要说毓嶦为何会落到如此尴尬的境地,还得回到1929年。那年他才六岁,却已随父亲溥伟在大连挤进租界狭小的洋楼。老清室的俸银早停了,族亲四散,他却依旧被要求背诵《四书》、练小楷。大人们说这叫“守家法”,可在孩子眼里不过是一张越来越薄的面子。1937年父亲去世,母亲典当首饰换米粮,他真正体会到断炊的滋味。也正因为饥寒交迫,他才会在十四岁时带着几件旧衣踏上驶往长春的慢车,希望借“皇帝私塾”讨口饭吃。
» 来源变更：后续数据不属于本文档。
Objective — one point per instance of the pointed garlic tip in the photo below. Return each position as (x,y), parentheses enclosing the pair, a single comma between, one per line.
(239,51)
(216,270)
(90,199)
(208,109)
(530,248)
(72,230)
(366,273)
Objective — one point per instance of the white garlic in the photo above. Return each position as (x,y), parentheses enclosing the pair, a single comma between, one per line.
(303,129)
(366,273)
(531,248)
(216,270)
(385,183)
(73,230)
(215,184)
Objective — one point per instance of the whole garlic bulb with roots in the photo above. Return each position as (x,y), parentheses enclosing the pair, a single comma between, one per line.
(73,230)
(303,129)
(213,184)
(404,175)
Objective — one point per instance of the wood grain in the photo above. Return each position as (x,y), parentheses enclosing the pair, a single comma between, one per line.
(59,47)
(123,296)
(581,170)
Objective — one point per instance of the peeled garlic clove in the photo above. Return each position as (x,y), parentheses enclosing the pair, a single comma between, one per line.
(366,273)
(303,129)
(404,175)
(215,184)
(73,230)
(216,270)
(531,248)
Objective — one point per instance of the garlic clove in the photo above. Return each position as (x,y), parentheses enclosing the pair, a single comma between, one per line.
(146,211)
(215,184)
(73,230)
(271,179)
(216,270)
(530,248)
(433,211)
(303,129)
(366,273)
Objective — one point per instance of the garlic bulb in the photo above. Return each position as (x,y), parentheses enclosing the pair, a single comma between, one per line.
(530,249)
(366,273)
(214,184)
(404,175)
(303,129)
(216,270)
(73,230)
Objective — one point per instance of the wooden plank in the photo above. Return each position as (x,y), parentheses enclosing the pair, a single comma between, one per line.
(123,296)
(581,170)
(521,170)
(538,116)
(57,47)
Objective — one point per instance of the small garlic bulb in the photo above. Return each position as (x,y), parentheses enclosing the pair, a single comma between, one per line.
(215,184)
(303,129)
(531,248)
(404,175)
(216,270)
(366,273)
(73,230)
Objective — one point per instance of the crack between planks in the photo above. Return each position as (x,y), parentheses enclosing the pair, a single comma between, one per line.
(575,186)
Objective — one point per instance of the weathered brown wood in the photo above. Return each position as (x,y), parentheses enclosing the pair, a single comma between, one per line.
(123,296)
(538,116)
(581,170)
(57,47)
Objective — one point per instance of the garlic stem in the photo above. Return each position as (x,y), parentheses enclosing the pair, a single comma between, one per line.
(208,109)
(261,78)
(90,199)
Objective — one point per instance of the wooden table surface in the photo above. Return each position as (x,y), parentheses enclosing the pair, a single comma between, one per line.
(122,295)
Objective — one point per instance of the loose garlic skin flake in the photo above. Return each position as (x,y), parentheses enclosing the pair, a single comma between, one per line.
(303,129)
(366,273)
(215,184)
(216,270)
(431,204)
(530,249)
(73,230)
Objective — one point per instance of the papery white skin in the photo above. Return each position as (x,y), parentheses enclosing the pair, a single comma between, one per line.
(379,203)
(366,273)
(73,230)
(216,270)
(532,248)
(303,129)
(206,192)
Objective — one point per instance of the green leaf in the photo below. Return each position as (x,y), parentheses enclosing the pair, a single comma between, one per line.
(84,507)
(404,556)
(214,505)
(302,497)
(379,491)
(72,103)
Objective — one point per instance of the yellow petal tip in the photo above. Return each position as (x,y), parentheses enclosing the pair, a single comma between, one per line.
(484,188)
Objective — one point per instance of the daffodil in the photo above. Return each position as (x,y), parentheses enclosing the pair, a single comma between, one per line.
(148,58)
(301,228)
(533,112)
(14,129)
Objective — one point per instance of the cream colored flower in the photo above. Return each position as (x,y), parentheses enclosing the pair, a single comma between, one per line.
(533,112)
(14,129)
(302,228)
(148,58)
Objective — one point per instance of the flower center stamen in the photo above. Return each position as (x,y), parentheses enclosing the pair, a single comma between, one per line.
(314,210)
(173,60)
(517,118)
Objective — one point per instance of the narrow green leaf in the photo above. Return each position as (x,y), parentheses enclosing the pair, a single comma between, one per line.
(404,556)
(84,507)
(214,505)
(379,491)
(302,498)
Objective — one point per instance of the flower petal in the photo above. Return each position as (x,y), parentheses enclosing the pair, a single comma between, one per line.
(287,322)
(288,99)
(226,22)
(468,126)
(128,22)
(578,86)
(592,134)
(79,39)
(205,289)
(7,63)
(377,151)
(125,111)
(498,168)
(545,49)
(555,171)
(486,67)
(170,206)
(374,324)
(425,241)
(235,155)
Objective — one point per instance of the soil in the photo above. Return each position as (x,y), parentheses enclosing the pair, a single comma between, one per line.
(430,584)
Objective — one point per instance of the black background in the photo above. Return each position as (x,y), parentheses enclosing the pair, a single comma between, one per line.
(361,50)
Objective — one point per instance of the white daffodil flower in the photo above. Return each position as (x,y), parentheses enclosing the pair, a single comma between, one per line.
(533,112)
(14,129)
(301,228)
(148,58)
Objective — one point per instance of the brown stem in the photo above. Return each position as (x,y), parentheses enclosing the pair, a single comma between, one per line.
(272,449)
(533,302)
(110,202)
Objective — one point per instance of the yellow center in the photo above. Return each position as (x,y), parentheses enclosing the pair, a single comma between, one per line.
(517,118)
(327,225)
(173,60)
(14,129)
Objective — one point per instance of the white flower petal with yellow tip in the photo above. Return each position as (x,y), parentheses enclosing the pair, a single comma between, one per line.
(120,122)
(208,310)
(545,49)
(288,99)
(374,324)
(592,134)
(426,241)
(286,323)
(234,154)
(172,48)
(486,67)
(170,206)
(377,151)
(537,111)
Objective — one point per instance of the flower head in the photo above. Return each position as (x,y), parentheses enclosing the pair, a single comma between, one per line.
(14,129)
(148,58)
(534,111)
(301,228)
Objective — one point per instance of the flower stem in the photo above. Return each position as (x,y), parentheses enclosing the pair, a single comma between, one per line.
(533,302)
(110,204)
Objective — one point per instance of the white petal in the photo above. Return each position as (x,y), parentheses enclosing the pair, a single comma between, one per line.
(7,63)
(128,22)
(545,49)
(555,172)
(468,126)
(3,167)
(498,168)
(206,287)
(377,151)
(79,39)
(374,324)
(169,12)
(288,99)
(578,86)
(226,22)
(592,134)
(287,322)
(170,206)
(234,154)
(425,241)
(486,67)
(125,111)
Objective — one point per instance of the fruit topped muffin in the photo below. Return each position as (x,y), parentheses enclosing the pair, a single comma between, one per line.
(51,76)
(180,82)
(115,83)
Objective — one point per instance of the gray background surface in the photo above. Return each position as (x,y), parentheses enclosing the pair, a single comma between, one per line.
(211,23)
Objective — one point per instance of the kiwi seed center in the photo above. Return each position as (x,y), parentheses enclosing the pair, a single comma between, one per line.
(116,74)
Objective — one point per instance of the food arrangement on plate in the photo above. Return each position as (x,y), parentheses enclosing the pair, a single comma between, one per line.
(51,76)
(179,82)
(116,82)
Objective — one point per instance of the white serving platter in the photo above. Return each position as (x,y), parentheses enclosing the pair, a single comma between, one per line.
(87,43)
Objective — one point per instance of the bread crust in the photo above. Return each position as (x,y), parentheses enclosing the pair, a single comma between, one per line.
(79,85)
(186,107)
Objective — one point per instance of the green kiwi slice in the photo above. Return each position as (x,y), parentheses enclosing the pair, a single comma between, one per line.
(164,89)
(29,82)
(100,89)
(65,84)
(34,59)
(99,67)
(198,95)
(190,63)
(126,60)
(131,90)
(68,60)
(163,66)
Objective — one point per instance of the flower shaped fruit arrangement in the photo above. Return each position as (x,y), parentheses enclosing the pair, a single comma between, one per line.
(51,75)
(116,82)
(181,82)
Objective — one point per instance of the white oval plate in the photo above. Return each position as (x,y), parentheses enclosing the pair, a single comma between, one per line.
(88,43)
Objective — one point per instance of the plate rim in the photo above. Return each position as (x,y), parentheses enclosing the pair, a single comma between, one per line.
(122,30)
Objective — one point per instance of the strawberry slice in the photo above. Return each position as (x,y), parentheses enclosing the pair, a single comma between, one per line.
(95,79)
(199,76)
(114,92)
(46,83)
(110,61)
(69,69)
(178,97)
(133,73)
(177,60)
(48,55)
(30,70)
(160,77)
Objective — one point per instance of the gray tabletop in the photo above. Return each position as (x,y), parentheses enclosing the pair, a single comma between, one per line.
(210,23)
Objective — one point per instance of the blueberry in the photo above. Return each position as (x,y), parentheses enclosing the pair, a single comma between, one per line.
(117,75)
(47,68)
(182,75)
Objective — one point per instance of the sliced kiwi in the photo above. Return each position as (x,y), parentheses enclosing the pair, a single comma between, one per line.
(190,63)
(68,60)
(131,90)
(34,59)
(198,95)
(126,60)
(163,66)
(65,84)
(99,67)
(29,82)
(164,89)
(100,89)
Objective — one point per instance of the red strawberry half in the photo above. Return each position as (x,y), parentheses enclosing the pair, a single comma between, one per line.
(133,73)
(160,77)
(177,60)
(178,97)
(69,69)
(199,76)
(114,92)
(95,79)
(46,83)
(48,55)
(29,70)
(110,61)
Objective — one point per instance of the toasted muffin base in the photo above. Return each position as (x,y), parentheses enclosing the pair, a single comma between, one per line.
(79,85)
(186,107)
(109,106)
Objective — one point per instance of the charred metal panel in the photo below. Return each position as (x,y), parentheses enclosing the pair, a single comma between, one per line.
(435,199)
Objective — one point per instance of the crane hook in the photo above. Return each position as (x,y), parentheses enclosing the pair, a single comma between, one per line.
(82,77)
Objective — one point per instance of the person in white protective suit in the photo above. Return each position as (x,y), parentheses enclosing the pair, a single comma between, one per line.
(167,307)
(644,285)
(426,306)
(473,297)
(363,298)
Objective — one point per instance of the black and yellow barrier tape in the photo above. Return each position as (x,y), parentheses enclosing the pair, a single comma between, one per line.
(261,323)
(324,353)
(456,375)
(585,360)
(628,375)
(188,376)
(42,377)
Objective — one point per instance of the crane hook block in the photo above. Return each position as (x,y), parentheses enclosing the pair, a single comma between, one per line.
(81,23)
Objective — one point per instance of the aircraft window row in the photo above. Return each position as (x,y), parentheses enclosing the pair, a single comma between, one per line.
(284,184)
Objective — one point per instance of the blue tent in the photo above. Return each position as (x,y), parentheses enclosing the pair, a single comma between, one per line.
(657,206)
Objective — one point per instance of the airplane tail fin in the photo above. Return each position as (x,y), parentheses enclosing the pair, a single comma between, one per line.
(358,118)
第一次踏进新京伪皇宫,金色栏杆反射的光晃得人睁不开眼。溥仪用半生不熟的官腔宣布:“从此只讲君臣,不谈叔侄。”那句冷冰冰的断语,像刀子一样把血缘切得干干净净。五个学生排成一线,日出读经,日落行跪拜礼。别看人数不多,规矩却和故宫时期差不了多少:早饭站着听训,行礼时掌心向下不得抖动。稍有差池,藤条立刻落在掌背。对十四岁的毓嶦来说,恭亲王的封衔此刻成了笑柄,他只剩“毓某奴才”四个字。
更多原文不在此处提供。